Ethereum went ~30 minutes today without finalizing blocks. How bad is this? Was Ethereum down? Well, not really. The way Ethereum PoS works is that it favors liveness over safety, this means that instead of halting the chain, which would happen in BFT algorithms like in Cosmos or Solana, the chain keeps producing blocks but does not halt. We got close to 4 epoch’s, at which point an inactivity leak, something extremely rare, would have kicked in.
The inactivity leak would have started to penalize validators that had dropped off (didn’t vote). All other validators who were correctly voting would have stopped receiving rewards for voting but wouldn’t have been penalized (slashed) and proposers would still get paid. The penalty to non-voting validators would increase quadratically; the longer they went without voting, the higher their penalty becomes. The goal of this design is to essentially kick-out the non-participating validators without penalizing the participating ones, as the more these non-voting validators get slashed, the lower their stake is and lower their stake counts towards the 2/3 votes to finalize a block. The chain stays producing blocks the whole time.
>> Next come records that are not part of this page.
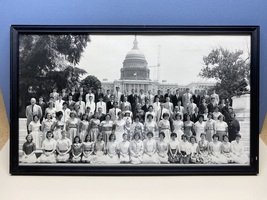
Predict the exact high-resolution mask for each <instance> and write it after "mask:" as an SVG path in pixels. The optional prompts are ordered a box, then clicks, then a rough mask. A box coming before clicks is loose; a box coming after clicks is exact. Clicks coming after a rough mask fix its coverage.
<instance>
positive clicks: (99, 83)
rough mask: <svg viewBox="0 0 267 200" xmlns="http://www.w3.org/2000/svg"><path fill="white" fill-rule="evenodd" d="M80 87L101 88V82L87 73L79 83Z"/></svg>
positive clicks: (87, 87) (86, 88)
mask: <svg viewBox="0 0 267 200" xmlns="http://www.w3.org/2000/svg"><path fill="white" fill-rule="evenodd" d="M80 86H81V87H83V88H84V89H85V90H86V91H88V90H89V89H92V90H95V91H96V90H97V89H98V88H101V82H100V80H98V78H96V77H95V76H93V75H89V76H87V77H85V78H84V79H83V80H82V81H81V84H80Z"/></svg>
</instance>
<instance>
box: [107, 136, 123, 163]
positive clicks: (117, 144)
mask: <svg viewBox="0 0 267 200" xmlns="http://www.w3.org/2000/svg"><path fill="white" fill-rule="evenodd" d="M108 139H109V142H108V145H107V154H106V155H105V157H104V160H105V162H106V163H107V164H118V163H120V160H119V157H118V143H117V142H116V136H115V134H114V133H111V134H110V135H109V138H108Z"/></svg>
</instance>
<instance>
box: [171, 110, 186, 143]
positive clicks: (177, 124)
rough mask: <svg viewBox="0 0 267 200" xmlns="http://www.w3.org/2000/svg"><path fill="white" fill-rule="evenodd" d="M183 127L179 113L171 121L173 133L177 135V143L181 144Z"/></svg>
mask: <svg viewBox="0 0 267 200" xmlns="http://www.w3.org/2000/svg"><path fill="white" fill-rule="evenodd" d="M183 127H184V123H183V121H182V115H181V114H179V113H177V114H175V116H174V120H173V128H174V130H173V132H174V133H176V134H177V139H178V141H179V142H181V140H182V135H183V134H184V132H183Z"/></svg>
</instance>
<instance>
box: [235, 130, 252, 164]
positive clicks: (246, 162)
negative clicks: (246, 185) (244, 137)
mask: <svg viewBox="0 0 267 200" xmlns="http://www.w3.org/2000/svg"><path fill="white" fill-rule="evenodd" d="M240 139H241V135H240V134H239V133H238V134H236V138H235V140H233V141H232V142H231V151H232V153H233V160H234V162H235V163H238V164H248V163H249V158H248V156H247V154H246V153H245V152H244V146H243V144H242V142H241V141H240Z"/></svg>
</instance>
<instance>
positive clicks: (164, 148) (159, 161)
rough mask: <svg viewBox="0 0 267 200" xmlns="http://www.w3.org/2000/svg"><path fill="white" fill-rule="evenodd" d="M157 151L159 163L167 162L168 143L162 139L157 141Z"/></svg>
mask: <svg viewBox="0 0 267 200" xmlns="http://www.w3.org/2000/svg"><path fill="white" fill-rule="evenodd" d="M157 152H158V159H159V162H160V163H169V161H168V143H167V142H165V139H164V140H158V141H157Z"/></svg>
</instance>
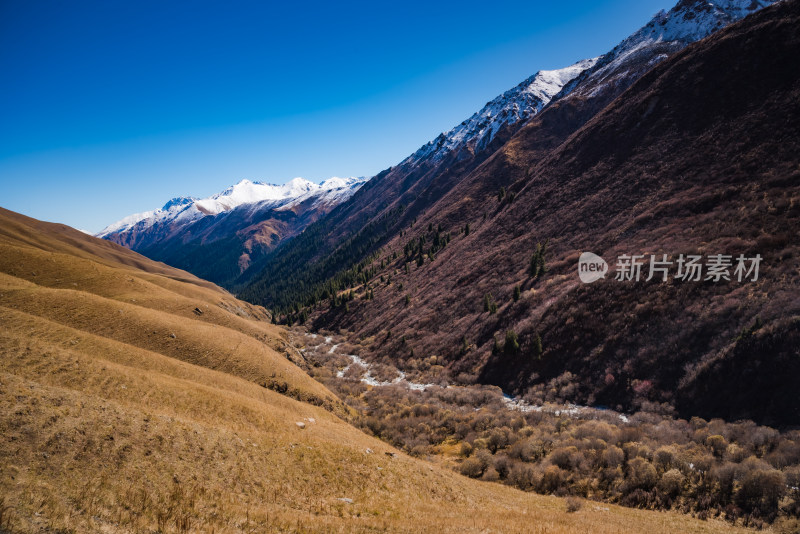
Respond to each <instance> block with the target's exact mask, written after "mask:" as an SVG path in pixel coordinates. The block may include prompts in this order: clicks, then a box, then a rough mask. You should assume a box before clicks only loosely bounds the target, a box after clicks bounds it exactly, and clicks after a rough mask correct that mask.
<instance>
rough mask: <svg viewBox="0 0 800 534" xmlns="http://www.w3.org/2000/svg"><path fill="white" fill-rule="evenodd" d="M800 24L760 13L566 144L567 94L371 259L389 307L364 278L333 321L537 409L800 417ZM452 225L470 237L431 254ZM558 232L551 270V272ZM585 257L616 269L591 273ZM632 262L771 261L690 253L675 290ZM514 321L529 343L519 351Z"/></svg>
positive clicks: (739, 415) (389, 354)
mask: <svg viewBox="0 0 800 534" xmlns="http://www.w3.org/2000/svg"><path fill="white" fill-rule="evenodd" d="M798 28H800V4H798V2H796V1H789V2H782V3H780V4H777V5H775V6H772V7H769V8H767V9H765V10H763V11H761V12H759V13H756V14H753V15H751V16H749V17H748V18H746V19H745V20H743V21H741V22H739V23H737V24H735V25H733V26H731V27H729V28H727V29H725V30H722V31H720V32H719V33H717V34H714V35H712V36H711V37H708V38H707V39H704V40H703V41H700V42H698V43H696V44H694V45H691V46H689V47H688V48H686V49H685V50H683V51H681V52H678V53H677V54H675V55H674V56H672V57H671V58H669V59H668V60H666V61H664V62H662V63H661V64H659V65H657V66H655V67H654V68H653V69H652V70H650V71H649V72H647V73H646V74H645V75H644V76H643V77H642V78H641V79H639V80H638V81H636V82H635V83H634V84H633V85H632V86H631V87H630V88H629V89H628V90H626V91H625V92H624V93H623V94H622V95H620V96H619V97H617V98H616V99H615V100H613V101H612V102H611V103H610V104H609V105H608V106H607V107H605V108H604V109H603V110H602V111H600V112H599V113H597V115H595V116H594V117H592V118H591V119H589V120H588V122H587V123H586V124H585V125H584V126H583V127H581V128H580V129H579V130H578V131H576V132H575V133H573V134H569V135H566V132H564V134H565V137H564V141H563V142H559V141H558V137H559V136H557V135H556V136H554V134H553V133H552V132H553V131H554V129H555V128H556V126H557V125H558V124H563V121H560V120H558V119H560V118H562V117H563V115H564V113H566V114H567V115H568V116H569V115H570V114H571V113H572V112H570V111H569V109H570V107H571V106H572V103H570V102H567V100H564V101H560V102H556V103H555V104H553V105H552V106H551V107H549V108H547V109H545V110H544V111H543V112H542V113H540V114H539V115H537V116H536V117H535V118H534V119H533V120H531V121H530V122H528V123H527V124H526V125H525V127H524V128H523V129H522V130H521V131H520V132H519V133H518V134H516V135H515V136H514V137H513V138H512V139H511V140H510V141H509V142H508V143H507V144H505V145H504V146H503V147H502V148H501V149H500V150H498V151H497V152H496V153H494V154H493V155H492V156H491V157H490V158H489V159H487V160H486V161H485V162H484V163H483V164H482V165H480V166H479V167H478V168H477V169H476V170H475V171H473V172H472V173H470V174H469V175H468V176H467V177H465V178H464V179H463V180H462V181H460V182H459V184H458V185H457V186H456V187H454V188H453V189H452V190H451V191H450V192H448V193H447V194H445V195H444V196H443V197H442V198H441V199H440V200H438V201H437V202H436V203H435V204H434V205H433V206H432V207H431V208H430V209H429V210H427V211H425V213H424V214H423V215H420V216H419V218H418V221H417V223H416V224H415V225H414V227H413V228H408V227H406V229H405V230H404V235H403V236H399V235H396V236H395V237H394V238H393V239H392V240H389V241H388V242H387V243H386V245H385V246H384V248H383V252H382V254H381V255H380V256H379V257H378V258H377V259H376V260H375V261H374V262H372V263H370V264H369V265H367V266H365V270H366V272H367V273H368V275H369V276H366V277H365V278H367V279H368V280H367V283H368V284H370V293H369V295H368V296H369V297H371V299H369V300H363V299H359V298H358V297H360V296H361V295H362V293H363V287H361V286H359V287H358V288H356V297H357V298H356V300H354V301H352V302H349V303H348V307H347V308H348V310H347V311H345V309H344V307H342V306H339V307H336V308H333V309H331V310H328V309H323V310H322V311H323V313H321V314H317V315H316V316H313V317H314V319H315V322H314V325H315V326H317V327H320V326H326V327H335V328H346V329H349V330H352V331H354V332H355V333H356V334H358V335H360V336H376V340H379V341H376V344H375V351H376V353H377V354H378V355H380V356H385V357H389V358H393V359H394V360H395V361H400V362H403V361H406V362H407V363H409V364H411V363H413V360H414V359H415V358H416V359H418V358H420V357H428V356H429V355H432V354H433V355H437V356H440V357H443V358H445V359H446V360H447V361H448V362H449V363H448V366H447V375H446V377H445V378H446V379H449V380H457V381H466V382H470V381H474V380H478V381H481V382H488V383H493V384H497V385H500V386H502V387H503V388H505V389H507V390H508V391H511V392H515V393H519V394H525V393H527V394H528V395H530V396H531V398H532V399H535V400H537V401H541V400H568V401H573V402H581V403H589V404H599V405H610V406H614V407H617V408H618V409H623V410H634V409H637V408H641V407H648V408H651V409H656V407H659V408H657V409H663V410H672V409H677V410H678V411H679V413H681V414H682V415H685V416H690V415H701V416H704V417H724V418H727V419H738V418H752V419H755V420H757V421H759V422H762V423H767V424H772V425H789V426H791V425H797V424H799V423H800V412H798V407H797V404H796V403H795V402H794V401H793V399H794V398H795V395H794V394H793V391H794V387H795V386H794V384H796V383H797V382H798V380H800V359H799V358H798V349H797V347H798V346H800V301H798V298H797V295H798V294H800V287H798V284H799V283H800V281H799V280H798V276H799V275H798V272H800V271H799V269H798V263H797V262H798V259H797V258H798V253H800V250H798V240H797V236H798V235H800V197H798V183H800V167H798V164H799V162H798V154H800V129H799V127H798V125H799V124H800V105H799V104H798V103H800V79H799V78H800V69H797V68H795V67H796V65H797V60H796V58H797V57H800V36H799V35H798ZM487 184H488V185H487ZM501 184H507V185H506V188H507V191H508V192H507V194H506V196H505V197H504V199H503V200H502V201H498V197H499V195H498V186H499V185H501ZM512 193H513V194H512ZM512 198H513V201H512V200H511V199H512ZM467 223H469V224H470V232H469V234H468V235H465V234H464V232H463V229H464V225H465V224H467ZM440 226H441V228H442V232H444V233H447V232H450V233H451V240H450V241H449V242H448V243H447V245H446V247H444V248H441V247H439V248H437V250H436V251H435V254H434V255H433V257H434V259H433V261H431V256H430V255H429V254H428V252H429V251H430V250H431V247H432V243H435V242H436V240H437V236H436V234H437V229H438V228H439V227H440ZM420 237H422V238H424V242H423V245H422V248H421V250H422V253H423V254H419V251H420V247H419V239H420ZM440 238H441V235H440ZM545 242H547V251H546V253H545V259H546V264H547V269H548V270H547V272H546V273H545V274H544V275H543V276H539V277H538V278H537V277H532V276H531V275H530V260H531V256H532V254H533V253H534V251H535V250H536V246H537V243H545ZM408 245H410V246H411V247H410V248H411V250H412V252H411V255H410V256H409V255H408V254H405V253H404V252H405V251H408V250H409V247H408ZM584 251H592V252H594V253H596V254H599V255H600V256H602V257H604V258H605V259H606V260H607V261H608V262H609V263H610V265H611V270H612V275H611V276H609V277H607V278H606V279H605V280H601V281H598V282H595V283H594V284H591V285H584V284H581V283H580V281H579V280H578V276H577V260H578V256H579V255H580V254H581V253H582V252H584ZM394 252H397V253H398V256H399V257H398V259H393V258H394V256H393V253H394ZM623 254H641V255H645V256H646V257H647V259H648V260H649V257H650V256H649V255H650V254H656V255H658V257H659V258H660V257H661V255H662V254H667V255H669V257H670V258H671V259H672V260H673V261H674V260H675V259H677V257H678V255H680V254H685V255H686V254H700V255H702V256H703V261H704V262H705V261H706V260H707V259H708V258H707V257H708V256H710V255H715V254H728V255H732V256H733V257H734V258H735V257H736V256H738V255H739V254H744V255H745V256H747V257H753V256H755V255H756V254H760V255H761V257H762V258H763V260H762V263H761V274H760V276H759V278H758V280H757V281H746V282H741V283H740V282H737V281H736V280H735V278H734V279H733V280H731V281H724V280H723V281H721V282H716V283H715V282H712V281H700V282H688V281H679V280H675V279H674V274H675V271H676V270H677V266H676V265H674V264H673V271H672V274H671V276H670V278H669V280H668V281H667V282H660V281H657V279H656V280H652V281H650V282H645V281H641V282H621V281H616V280H614V279H613V270H614V267H615V265H614V264H615V262H616V258H617V257H618V256H621V255H623ZM420 256H422V258H421V259H422V261H419V260H420ZM406 261H408V262H409V263H408V267H409V269H408V270H409V272H408V273H406V267H405V265H404V264H405V263H406ZM382 265H383V268H382V267H381V266H382ZM732 271H733V268H731V273H732ZM643 272H644V276H643V278H645V277H646V276H647V266H646V265H645V268H644V269H643ZM389 275H391V276H392V278H391V283H390V284H389V285H387V284H386V283H385V280H386V279H387V278H388V276H389ZM381 276H382V277H383V280H384V281H383V282H382V281H381V278H380V277H381ZM704 276H705V275H704ZM515 286H519V288H520V290H521V292H520V298H519V300H518V301H515V300H514V289H515ZM487 294H489V295H490V296H491V297H490V298H491V300H492V301H494V302H495V303H496V307H497V312H496V313H492V312H491V311H490V312H486V311H484V310H485V308H486V306H485V296H486V295H487ZM406 297H408V298H406ZM509 330H510V331H513V332H514V333H515V334H516V335H517V337H518V343H519V349H518V350H516V349H514V350H503V349H504V347H503V345H504V343H503V340H504V338H505V335H506V332H507V331H509ZM388 332H391V333H392V335H391V337H389V336H388ZM495 339H497V340H498V342H497V347H498V349H499V350H494V351H493V350H492V347H493V346H494V344H495V341H494V340H495ZM465 341H466V343H465ZM540 344H541V347H542V350H541V351H540V350H539V346H540Z"/></svg>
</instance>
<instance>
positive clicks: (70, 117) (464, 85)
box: [0, 0, 672, 231]
mask: <svg viewBox="0 0 800 534" xmlns="http://www.w3.org/2000/svg"><path fill="white" fill-rule="evenodd" d="M671 6H672V2H670V1H669V0H592V1H583V0H573V1H562V2H553V1H547V2H537V1H530V0H529V1H527V2H507V1H503V0H498V1H494V2H485V1H483V2H471V1H463V0H462V1H459V2H434V3H430V2H385V3H384V2H363V3H362V2H322V3H316V2H281V3H271V2H247V1H238V2H233V1H228V2H222V1H218V2H208V1H194V2H163V1H147V0H137V1H135V2H123V1H121V0H103V1H96V2H95V1H81V0H78V1H76V2H63V1H44V0H42V1H29V0H2V2H0V80H2V81H1V82H0V206H2V207H5V208H8V209H11V210H14V211H19V212H22V213H24V214H26V215H30V216H32V217H36V218H39V219H44V220H49V221H57V222H63V223H66V224H69V225H71V226H74V227H77V228H82V229H85V230H89V231H98V230H100V229H101V228H103V227H104V226H105V225H107V224H109V223H111V222H114V221H115V220H117V219H120V218H122V217H123V216H125V215H128V214H131V213H134V212H138V211H144V210H148V209H153V208H156V207H159V206H161V205H163V204H164V203H165V202H166V201H167V200H169V199H170V198H172V197H175V196H180V195H193V196H208V195H210V194H213V193H216V192H218V191H221V190H222V189H224V188H225V187H227V186H228V185H231V184H233V183H235V182H238V181H239V180H241V179H243V178H248V179H251V180H261V181H267V182H272V183H283V182H285V181H287V180H289V179H291V178H293V177H295V176H303V177H305V178H308V179H310V180H313V181H320V180H322V179H325V178H328V177H330V176H351V175H356V176H371V175H374V174H376V173H377V172H379V171H381V170H382V169H385V168H387V167H389V166H391V165H394V164H396V163H398V162H399V161H400V160H402V159H403V158H404V157H405V156H407V155H408V154H410V153H411V152H413V151H414V150H416V149H417V148H419V146H421V145H422V144H424V143H425V142H427V141H428V140H429V139H432V138H433V137H435V136H436V135H438V134H439V133H440V132H442V131H446V130H448V129H450V128H451V127H452V126H454V125H456V124H458V123H460V122H461V121H462V120H464V119H466V118H467V117H469V116H470V115H471V114H472V113H473V112H475V111H477V110H478V109H479V108H480V107H481V106H483V104H485V103H486V102H487V101H488V100H491V99H492V98H494V97H495V96H497V95H498V94H500V93H502V92H503V91H505V90H507V89H509V88H511V87H513V86H514V85H516V84H517V83H519V82H520V81H522V80H523V79H525V78H527V77H528V76H530V75H531V74H533V73H534V72H536V71H537V70H539V69H553V68H560V67H564V66H567V65H569V64H571V63H574V62H575V61H577V60H580V59H584V58H587V57H592V56H596V55H599V54H602V53H604V52H606V51H608V50H609V49H611V48H612V47H613V46H614V45H615V44H617V43H618V42H619V41H620V40H621V39H622V38H624V37H625V36H627V35H628V34H630V33H632V32H633V31H635V30H636V29H637V28H639V27H641V26H642V25H644V24H645V23H646V22H647V21H648V20H649V19H650V17H651V16H652V15H653V14H655V13H656V12H657V11H658V10H659V9H662V8H663V9H669V8H670V7H671Z"/></svg>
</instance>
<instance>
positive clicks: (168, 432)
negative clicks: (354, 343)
mask: <svg viewBox="0 0 800 534" xmlns="http://www.w3.org/2000/svg"><path fill="white" fill-rule="evenodd" d="M265 319H266V317H265V314H264V312H263V310H260V309H259V308H256V307H254V306H251V305H248V304H246V303H243V302H240V301H237V300H236V299H234V298H233V297H231V296H230V295H229V294H227V293H226V292H225V291H223V290H221V289H219V288H217V287H215V286H212V285H210V284H208V283H206V282H203V281H201V280H198V279H196V278H194V277H193V276H191V275H189V274H188V273H185V272H181V271H178V270H176V269H172V268H169V267H166V266H164V265H162V264H157V263H155V262H152V261H149V260H147V259H145V258H143V257H141V256H139V255H137V254H135V253H132V252H130V251H128V250H126V249H123V248H122V247H119V246H117V245H114V244H112V243H108V242H104V241H101V240H98V239H95V238H92V237H89V236H86V235H84V234H82V233H80V232H78V231H76V230H73V229H71V228H68V227H65V226H62V225H56V224H49V223H41V222H39V221H35V220H33V219H29V218H27V217H24V216H21V215H18V214H15V213H12V212H8V211H6V210H0V324H2V325H3V327H2V329H0V407H1V409H0V458H2V459H3V461H2V462H0V530H3V531H4V532H5V531H10V532H58V531H69V532H143V531H160V532H185V531H214V532H241V531H260V532H265V531H270V532H276V531H285V532H375V531H395V532H398V531H402V532H430V531H432V530H436V531H439V532H485V531H486V530H487V529H490V528H491V529H497V530H502V531H505V532H525V531H530V528H531V525H532V524H533V525H536V527H537V528H541V529H543V530H547V531H548V532H555V533H572V532H585V531H586V530H591V531H593V532H608V533H611V532H630V533H633V532H639V531H642V530H645V529H647V530H650V529H658V530H660V531H663V532H710V531H719V532H728V531H730V532H736V531H738V532H742V530H740V529H734V528H732V527H730V526H729V525H726V524H724V523H722V522H721V521H711V522H701V521H698V520H695V519H692V518H689V517H688V516H681V515H679V514H672V513H670V514H665V513H654V512H646V511H640V510H631V509H623V508H619V507H616V506H613V505H609V506H604V507H602V509H601V508H595V507H593V508H589V507H587V508H586V509H584V510H582V511H580V512H578V513H572V514H566V513H565V512H564V504H563V500H562V499H558V498H555V497H542V496H537V495H532V494H526V493H523V492H519V491H515V490H513V489H511V488H508V487H503V486H500V485H496V484H483V483H480V482H476V481H471V480H469V479H467V478H464V477H461V476H458V475H456V474H454V473H452V472H450V471H448V470H446V469H442V468H440V467H437V466H436V465H433V464H428V463H425V462H422V461H419V460H414V459H411V458H409V457H407V456H405V455H402V454H399V453H397V452H396V451H394V450H393V449H391V448H390V447H389V446H387V445H386V444H384V443H382V442H380V441H378V440H376V439H373V438H369V437H367V436H366V435H364V434H363V433H361V432H360V431H358V430H356V429H354V428H353V427H351V426H350V425H348V424H346V423H345V422H343V421H342V420H341V419H339V418H338V417H336V415H334V413H331V411H330V410H332V411H333V412H338V411H340V410H342V407H341V405H340V404H339V402H338V401H337V400H336V399H335V398H333V397H332V396H331V394H330V393H329V392H328V391H327V390H326V389H325V388H324V387H322V386H321V385H320V384H318V383H316V382H314V381H313V380H311V379H310V378H309V377H308V376H307V375H306V374H304V373H303V372H302V371H301V370H300V369H298V368H297V367H296V366H294V365H293V364H292V363H291V362H289V361H288V360H287V357H291V356H292V354H291V351H288V352H287V353H286V356H284V355H281V354H279V353H278V352H276V350H273V349H272V348H270V347H269V346H270V345H272V346H274V347H276V348H278V349H280V350H284V351H286V350H288V349H287V348H286V343H285V340H284V336H285V335H286V334H285V332H284V331H283V330H282V329H280V328H278V327H274V326H271V325H270V324H269V323H268V322H267V321H265ZM264 386H267V387H264ZM317 405H319V406H317ZM323 407H326V408H327V410H326V409H323ZM298 422H299V423H303V424H304V425H305V427H304V428H302V429H301V428H300V427H299V426H298V425H297V424H296V423H298ZM373 451H374V452H373ZM467 509H468V510H472V511H475V512H477V513H476V514H470V515H465V514H464V513H463V512H464V510H467Z"/></svg>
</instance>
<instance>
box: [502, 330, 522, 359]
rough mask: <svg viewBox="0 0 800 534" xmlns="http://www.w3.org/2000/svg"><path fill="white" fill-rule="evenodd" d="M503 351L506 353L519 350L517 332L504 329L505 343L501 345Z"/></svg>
mask: <svg viewBox="0 0 800 534" xmlns="http://www.w3.org/2000/svg"><path fill="white" fill-rule="evenodd" d="M503 352H505V353H506V354H508V355H513V354H516V353H517V352H519V341H517V334H516V332H514V331H513V330H506V343H505V345H503Z"/></svg>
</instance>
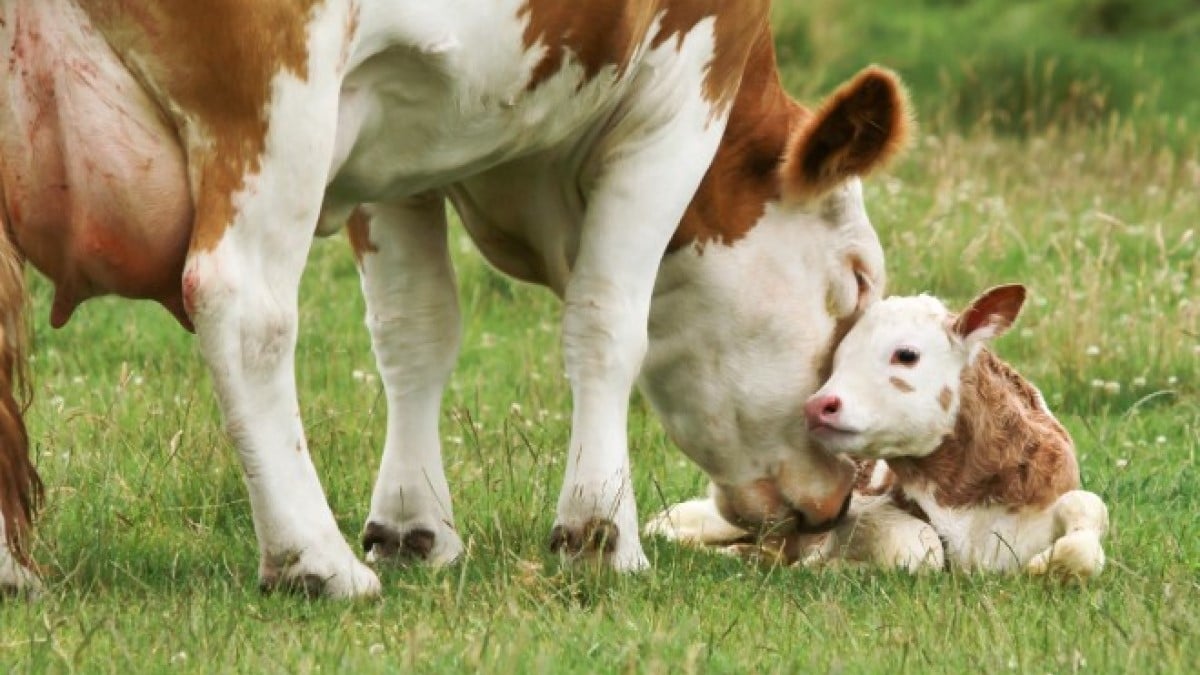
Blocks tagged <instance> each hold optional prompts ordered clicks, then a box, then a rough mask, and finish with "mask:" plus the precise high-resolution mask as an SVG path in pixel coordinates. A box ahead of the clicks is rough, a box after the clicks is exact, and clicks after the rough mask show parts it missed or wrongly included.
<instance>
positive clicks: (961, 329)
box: [954, 283, 1025, 345]
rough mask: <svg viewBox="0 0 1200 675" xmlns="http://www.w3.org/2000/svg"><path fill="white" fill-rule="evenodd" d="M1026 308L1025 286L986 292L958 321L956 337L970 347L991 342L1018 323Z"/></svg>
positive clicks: (986, 290)
mask: <svg viewBox="0 0 1200 675" xmlns="http://www.w3.org/2000/svg"><path fill="white" fill-rule="evenodd" d="M1024 304H1025V286H1021V285H1020V283H1008V285H1004V286H996V287H995V288H989V289H986V291H984V292H983V293H982V294H980V295H979V297H978V298H976V299H974V300H972V301H971V304H970V305H967V309H965V310H962V313H961V315H959V318H958V319H955V321H954V333H955V334H956V335H958V336H959V337H962V340H965V341H966V342H967V345H974V344H979V342H983V341H984V340H990V339H992V337H995V336H997V335H1000V334H1002V333H1004V331H1006V330H1008V329H1009V328H1010V327H1012V325H1013V322H1014V321H1016V315H1019V313H1020V312H1021V305H1024Z"/></svg>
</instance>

What’s the worst case? Block reorgs. In BFT PoS, you don’t have reorgs because you have single slot finality (or ~32 slots/12 seconds for Solana), but if the above happened in a Cosmos chain or Solana it would have went offline. In Ethereum’s case, if the liveness leak is due to a client bug (which is what is expected to have happened) then the validators running this client would be penalized. A block reorg here would be quite rare and unlikely if just a client bug. This is a fairly elegant design and today was a good test/example of what happens in these situations.
I’ll wait until a post-mortem before commenting further as at this point it’s mostly just speculation. But this is a big deal, it is not a “minor” issue. Going 30 minutes without finalizing blocks is not ideal.